Animal products are a vital and important protein source for the world’s population. Global population growth, rising incomes and a shift to higher-protein diets in developing countries have stimulated the demand for and the production of meat. Demand for pelleted animal feed is driven largely by the worldwide growth in production of poultry and pork, the primary consumers of pelleted feed. According to FAPRI, world feed production was 832 million metric tons in 2009 and is expected to grow at a 1.3% CAGR from 2010 through 2020. As the global population grows and per capita incomes continue to rise, dietary preferences are expected to shift towards increasing consumption of meat and meat products. As the supply of meat increases to meet increased demand, animal feed consumption rises and correspondingly, so does the demand for efficient animal feed processing equipment, including replacements of and upgrades to existing installed capacity.

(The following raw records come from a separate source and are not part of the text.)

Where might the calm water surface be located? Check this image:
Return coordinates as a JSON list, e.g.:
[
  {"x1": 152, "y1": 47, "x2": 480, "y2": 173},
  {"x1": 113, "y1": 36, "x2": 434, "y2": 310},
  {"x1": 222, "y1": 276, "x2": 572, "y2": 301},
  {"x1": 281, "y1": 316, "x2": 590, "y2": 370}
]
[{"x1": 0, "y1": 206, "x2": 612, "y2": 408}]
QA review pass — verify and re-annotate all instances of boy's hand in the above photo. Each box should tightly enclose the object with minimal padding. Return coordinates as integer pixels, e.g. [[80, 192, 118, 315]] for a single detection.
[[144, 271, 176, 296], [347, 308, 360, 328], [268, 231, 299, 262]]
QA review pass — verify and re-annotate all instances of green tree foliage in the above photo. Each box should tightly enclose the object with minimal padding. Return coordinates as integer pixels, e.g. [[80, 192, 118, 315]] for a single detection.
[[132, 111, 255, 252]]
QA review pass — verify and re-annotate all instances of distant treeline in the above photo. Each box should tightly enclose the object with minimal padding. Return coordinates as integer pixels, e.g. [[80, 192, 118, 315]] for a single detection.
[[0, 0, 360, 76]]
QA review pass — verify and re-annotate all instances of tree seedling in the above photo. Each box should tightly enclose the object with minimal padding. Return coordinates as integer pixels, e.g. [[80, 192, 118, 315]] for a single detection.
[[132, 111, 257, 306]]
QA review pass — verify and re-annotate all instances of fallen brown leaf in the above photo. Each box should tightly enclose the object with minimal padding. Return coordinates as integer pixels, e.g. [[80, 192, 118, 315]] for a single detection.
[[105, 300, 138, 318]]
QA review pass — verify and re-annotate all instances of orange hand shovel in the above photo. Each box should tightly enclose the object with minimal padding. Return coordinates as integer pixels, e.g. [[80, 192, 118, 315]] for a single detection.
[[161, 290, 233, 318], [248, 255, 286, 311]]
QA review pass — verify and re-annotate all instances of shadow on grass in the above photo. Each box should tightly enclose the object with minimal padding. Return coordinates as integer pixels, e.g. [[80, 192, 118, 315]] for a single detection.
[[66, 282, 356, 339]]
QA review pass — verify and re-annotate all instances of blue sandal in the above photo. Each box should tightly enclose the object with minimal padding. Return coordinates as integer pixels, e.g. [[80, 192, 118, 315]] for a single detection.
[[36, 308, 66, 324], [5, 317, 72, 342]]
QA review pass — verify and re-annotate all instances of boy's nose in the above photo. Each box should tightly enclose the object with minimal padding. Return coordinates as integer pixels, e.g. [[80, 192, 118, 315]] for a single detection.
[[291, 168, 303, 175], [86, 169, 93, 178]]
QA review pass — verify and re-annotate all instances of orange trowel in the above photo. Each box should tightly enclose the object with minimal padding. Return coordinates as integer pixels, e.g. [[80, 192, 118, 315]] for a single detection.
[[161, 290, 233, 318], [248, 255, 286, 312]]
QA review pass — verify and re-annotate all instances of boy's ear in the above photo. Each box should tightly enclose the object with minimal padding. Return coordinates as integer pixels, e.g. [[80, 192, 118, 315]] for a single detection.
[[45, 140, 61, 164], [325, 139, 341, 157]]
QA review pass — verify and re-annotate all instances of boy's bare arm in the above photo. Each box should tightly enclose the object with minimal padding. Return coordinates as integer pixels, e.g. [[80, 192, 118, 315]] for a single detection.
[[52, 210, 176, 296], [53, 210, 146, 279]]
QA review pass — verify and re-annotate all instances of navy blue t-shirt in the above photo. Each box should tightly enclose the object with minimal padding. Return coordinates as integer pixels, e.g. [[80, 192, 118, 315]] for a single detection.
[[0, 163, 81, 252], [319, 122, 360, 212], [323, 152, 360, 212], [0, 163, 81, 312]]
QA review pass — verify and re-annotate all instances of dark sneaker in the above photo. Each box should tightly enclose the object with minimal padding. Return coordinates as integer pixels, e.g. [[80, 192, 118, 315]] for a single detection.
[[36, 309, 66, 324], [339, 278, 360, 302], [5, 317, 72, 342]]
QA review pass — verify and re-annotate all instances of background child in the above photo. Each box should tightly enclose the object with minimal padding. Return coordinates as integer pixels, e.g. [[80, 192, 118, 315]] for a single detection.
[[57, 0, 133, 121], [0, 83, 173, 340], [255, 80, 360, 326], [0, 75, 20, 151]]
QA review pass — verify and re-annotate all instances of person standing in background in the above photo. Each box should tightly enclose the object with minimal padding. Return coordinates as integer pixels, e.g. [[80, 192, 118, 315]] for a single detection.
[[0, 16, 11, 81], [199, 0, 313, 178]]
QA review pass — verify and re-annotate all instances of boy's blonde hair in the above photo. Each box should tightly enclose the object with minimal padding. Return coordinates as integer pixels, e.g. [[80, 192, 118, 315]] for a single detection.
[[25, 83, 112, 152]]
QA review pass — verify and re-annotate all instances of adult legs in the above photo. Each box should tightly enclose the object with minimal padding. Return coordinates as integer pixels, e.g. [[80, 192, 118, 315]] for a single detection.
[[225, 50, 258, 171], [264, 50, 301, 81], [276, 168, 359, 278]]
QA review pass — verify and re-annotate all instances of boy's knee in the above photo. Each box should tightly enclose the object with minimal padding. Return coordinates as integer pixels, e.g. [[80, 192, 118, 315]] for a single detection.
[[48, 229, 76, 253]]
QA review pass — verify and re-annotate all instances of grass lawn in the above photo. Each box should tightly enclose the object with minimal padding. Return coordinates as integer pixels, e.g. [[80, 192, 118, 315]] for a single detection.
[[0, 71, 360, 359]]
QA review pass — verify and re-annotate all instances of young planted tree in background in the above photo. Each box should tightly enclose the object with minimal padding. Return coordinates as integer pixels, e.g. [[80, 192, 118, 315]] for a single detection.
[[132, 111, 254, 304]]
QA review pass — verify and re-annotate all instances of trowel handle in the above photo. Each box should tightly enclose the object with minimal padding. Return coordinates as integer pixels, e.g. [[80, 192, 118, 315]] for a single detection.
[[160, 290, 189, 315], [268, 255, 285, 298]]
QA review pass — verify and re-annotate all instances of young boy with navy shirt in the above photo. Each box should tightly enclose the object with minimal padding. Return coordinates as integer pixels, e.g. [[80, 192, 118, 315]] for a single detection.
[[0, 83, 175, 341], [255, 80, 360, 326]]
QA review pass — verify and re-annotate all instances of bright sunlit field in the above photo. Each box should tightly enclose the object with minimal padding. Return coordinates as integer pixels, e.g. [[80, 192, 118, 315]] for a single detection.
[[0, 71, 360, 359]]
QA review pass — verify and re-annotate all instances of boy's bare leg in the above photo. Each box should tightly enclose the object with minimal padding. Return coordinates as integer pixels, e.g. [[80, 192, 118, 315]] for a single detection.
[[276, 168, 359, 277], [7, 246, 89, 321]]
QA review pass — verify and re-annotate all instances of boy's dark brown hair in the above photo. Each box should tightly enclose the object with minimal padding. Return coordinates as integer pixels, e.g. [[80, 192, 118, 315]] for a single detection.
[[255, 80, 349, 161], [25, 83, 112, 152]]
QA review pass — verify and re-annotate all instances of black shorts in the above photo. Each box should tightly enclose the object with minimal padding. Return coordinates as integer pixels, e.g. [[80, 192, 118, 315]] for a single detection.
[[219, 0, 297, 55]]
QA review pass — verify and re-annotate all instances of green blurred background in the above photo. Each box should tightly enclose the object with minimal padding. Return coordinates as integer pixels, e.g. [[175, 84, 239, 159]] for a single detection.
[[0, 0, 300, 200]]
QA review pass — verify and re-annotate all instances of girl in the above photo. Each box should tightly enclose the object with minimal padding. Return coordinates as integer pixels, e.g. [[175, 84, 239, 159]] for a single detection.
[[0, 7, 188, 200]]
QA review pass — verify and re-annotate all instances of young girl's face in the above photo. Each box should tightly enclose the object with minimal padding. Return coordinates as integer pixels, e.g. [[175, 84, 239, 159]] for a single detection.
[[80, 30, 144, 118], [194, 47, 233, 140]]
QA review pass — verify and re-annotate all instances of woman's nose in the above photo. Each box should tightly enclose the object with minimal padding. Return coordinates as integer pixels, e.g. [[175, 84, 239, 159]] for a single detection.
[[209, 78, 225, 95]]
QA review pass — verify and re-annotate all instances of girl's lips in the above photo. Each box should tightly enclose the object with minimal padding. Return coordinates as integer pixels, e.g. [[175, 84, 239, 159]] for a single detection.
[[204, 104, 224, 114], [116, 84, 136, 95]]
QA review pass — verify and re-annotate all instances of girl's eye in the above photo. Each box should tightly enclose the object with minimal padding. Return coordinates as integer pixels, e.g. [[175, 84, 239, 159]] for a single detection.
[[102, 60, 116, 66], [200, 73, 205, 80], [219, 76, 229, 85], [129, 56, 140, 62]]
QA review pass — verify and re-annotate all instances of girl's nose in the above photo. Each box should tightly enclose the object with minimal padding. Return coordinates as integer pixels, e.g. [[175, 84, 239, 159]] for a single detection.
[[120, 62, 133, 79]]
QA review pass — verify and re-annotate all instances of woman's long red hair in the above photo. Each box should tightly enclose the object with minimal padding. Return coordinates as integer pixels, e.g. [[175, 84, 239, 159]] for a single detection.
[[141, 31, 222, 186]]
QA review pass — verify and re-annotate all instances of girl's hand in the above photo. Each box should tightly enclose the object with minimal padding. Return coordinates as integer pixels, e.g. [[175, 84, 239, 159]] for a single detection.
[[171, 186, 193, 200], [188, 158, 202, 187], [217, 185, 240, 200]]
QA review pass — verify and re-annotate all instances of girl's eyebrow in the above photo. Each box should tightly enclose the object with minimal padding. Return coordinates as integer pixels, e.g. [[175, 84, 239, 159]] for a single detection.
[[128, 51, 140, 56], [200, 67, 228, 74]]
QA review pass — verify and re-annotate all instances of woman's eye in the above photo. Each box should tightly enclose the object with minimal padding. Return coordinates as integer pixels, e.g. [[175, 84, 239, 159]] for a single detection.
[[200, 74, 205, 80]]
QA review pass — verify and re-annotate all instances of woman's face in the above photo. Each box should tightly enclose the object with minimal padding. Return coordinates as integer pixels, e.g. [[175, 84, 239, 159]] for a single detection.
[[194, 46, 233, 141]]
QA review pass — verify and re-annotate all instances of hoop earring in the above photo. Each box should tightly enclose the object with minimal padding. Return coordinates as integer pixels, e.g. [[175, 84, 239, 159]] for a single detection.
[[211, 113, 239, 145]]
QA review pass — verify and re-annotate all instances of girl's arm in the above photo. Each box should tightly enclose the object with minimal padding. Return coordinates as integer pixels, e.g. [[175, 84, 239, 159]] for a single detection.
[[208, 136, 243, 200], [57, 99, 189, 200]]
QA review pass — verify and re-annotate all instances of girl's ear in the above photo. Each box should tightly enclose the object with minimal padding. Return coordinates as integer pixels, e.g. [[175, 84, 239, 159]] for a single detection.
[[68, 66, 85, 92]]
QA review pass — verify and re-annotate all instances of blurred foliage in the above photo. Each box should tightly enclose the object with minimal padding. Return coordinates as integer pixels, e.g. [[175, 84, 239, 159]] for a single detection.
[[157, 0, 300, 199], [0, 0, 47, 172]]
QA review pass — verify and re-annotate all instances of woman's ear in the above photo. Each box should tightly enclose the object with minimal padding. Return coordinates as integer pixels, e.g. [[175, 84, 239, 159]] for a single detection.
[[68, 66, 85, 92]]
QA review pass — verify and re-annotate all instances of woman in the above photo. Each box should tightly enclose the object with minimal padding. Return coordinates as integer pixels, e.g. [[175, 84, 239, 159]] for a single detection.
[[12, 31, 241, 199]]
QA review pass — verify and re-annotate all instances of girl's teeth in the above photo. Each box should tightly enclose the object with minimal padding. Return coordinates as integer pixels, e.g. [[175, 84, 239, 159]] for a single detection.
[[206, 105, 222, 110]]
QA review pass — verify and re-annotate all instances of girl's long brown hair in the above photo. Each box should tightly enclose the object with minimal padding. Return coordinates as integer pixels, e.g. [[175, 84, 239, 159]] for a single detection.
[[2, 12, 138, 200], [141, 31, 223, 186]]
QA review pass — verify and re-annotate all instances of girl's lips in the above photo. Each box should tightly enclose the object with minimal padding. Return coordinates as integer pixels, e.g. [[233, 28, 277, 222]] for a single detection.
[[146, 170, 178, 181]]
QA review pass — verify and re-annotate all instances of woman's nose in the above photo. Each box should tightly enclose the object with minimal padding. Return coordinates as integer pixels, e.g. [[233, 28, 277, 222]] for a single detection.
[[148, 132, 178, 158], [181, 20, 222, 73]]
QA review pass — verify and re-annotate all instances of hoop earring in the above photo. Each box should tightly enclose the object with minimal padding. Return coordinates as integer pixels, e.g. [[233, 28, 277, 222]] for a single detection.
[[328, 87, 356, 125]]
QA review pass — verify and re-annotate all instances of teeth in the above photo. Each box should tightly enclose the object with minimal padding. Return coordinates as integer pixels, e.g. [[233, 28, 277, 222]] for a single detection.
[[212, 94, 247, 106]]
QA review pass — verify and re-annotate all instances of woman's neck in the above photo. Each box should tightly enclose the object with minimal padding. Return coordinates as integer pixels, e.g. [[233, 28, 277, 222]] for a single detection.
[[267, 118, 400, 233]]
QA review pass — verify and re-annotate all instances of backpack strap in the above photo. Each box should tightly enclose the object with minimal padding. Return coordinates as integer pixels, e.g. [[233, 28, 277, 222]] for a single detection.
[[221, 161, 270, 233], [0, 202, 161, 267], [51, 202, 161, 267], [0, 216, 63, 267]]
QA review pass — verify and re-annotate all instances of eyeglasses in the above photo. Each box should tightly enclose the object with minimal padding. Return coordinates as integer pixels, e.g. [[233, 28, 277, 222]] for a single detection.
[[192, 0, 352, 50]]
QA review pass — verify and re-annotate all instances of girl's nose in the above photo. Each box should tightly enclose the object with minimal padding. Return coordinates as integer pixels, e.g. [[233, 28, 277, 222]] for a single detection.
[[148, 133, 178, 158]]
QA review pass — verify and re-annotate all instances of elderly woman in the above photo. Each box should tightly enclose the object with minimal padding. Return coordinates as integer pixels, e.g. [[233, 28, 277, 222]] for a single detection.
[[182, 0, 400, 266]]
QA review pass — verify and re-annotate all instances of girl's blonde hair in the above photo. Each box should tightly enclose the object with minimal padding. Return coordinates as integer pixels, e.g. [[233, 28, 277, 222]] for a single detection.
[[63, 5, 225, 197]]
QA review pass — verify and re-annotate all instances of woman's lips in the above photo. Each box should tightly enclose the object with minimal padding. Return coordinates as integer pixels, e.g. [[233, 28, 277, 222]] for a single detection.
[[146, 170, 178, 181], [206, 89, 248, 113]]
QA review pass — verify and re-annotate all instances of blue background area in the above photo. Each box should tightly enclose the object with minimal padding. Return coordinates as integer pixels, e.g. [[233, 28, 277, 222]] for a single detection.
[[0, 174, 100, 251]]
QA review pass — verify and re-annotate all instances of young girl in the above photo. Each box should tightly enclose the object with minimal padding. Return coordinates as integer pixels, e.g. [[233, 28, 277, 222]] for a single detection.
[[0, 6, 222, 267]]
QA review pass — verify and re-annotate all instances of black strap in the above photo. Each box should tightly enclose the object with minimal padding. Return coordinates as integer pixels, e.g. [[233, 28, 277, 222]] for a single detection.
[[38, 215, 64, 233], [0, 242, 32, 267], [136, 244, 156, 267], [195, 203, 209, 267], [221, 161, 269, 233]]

Breakfast Cereals and Snack Foods
Breakfast cereal and snack food production requires the hygienic preparation and mixing of food materials and additives in exacting proportions as well as thermal treatment and extrusion of those materials into a form that consistently meets specific requirements of taste, texture and appearance. We believe that growth in global demand for breakfast cereals is driven by population and income growth and a shift to consumption of ready-to-eat foods. Also creating demand for our process equipment is the continual introduction of new varieties of cereals and snack foods, each of which requires dedicated process equipment designed to meet exacting new product characteristics.
Biofuels
Biofuels are fuels derived from renewable plant materials. In addition to having the advantage of being produced from renewable sources, biofuels are generally believed to have environmental advantages over coal, petroleum and other fossil fuels, such as reduced sulfur, carbon dioxide, carbon monoxide and hydrocarbon emissions. Currently, the two most widely produced forms of biofuels are biodiesel and ethanol. According to FAPRI, global biodiesel and ethanol demand are each projected to grow at approximately 5-6% CAGRs from 2010 through 2020, driven by both worldwide economic expansion and government policies. Demand for biofuels has been fostered by government mandates and financial incentives as well as by the fundamental demand for sustainable alternative energy sources. Biofuels demand is affected by several factors, including the costs of feedstock input and processing and the price of petroleum-based and other fuels. Worldwide expansion in biofuels demand and the focus among biofuels producers to improve the efficiency of their production facilities will drive demand for processing and production infrastructure worldwide. In addition to biodiesel and ethanol, biomass solids are a growing segment of the biofuels industry. Given its availability and comparatively high energy value, most biomass currently used for biofuels is industrial wood residues such as sawdust and other wood waste from sawmills and pulp and paper mills.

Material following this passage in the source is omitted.